「為替相場の不安定性理論」no.1
筆者の新しいテーマによる論考の連載である。
(直物)名目為替相場は、第二次安倍政権が誕生した2013年以降、ラフに言えば、趨勢的な円安トレンドの軌道の近傍で不安定な変動を繰り返して現在に至る。現在は、巣性的な円高トレンドが新たな為替相場の軌道として現れているのか定かではない。趨勢的な円安トレンドを決定している要因は何であって、短期的な変動を決定している要因は何であるのかが、為替相場決定の核心的な問題である。前者が重要であって後者が重要でないということは決してありえない。両者は相互に影響を及ぼす。

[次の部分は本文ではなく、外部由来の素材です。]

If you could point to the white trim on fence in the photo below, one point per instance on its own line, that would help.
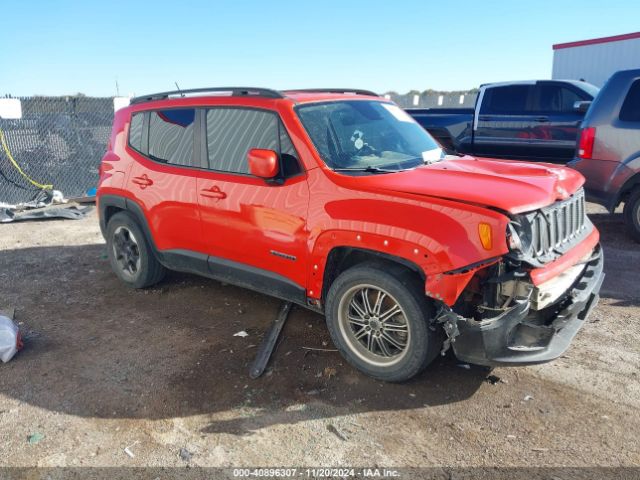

経済学には「為替相場決定理論」というテーマがあり、多くの理論モデルが存在する。しかしながら、一部を除いて、それらの多くは部分(均衡)的モデルでマクロ一般均衡モデルではない。為替相場は短期的にはマネタリーサイドで決定されるとしても、やや長めの中期的にはリアルサイドが決定に加わることは明らかである。このタイムラグは重要でかつ難しい問題であるが本質的ではない。まず初めに、両サイドが趨勢的な為替相場にも短期的な変動にもかかわる一般モデルが存在しなければならない。それは、統合モデルと言い換えても差し支えない。
今回は、問題提起も兼ねて、学説史的な議論を離れて、筆者の、そして筆者にも全く初めての試論を以下展開する。筆者にとってはこのテーマは真打なのであるが、今がそのタイミングであろう。そのうち、既存理論も、不安定性に絞って取り上げ改めて再考していきたい。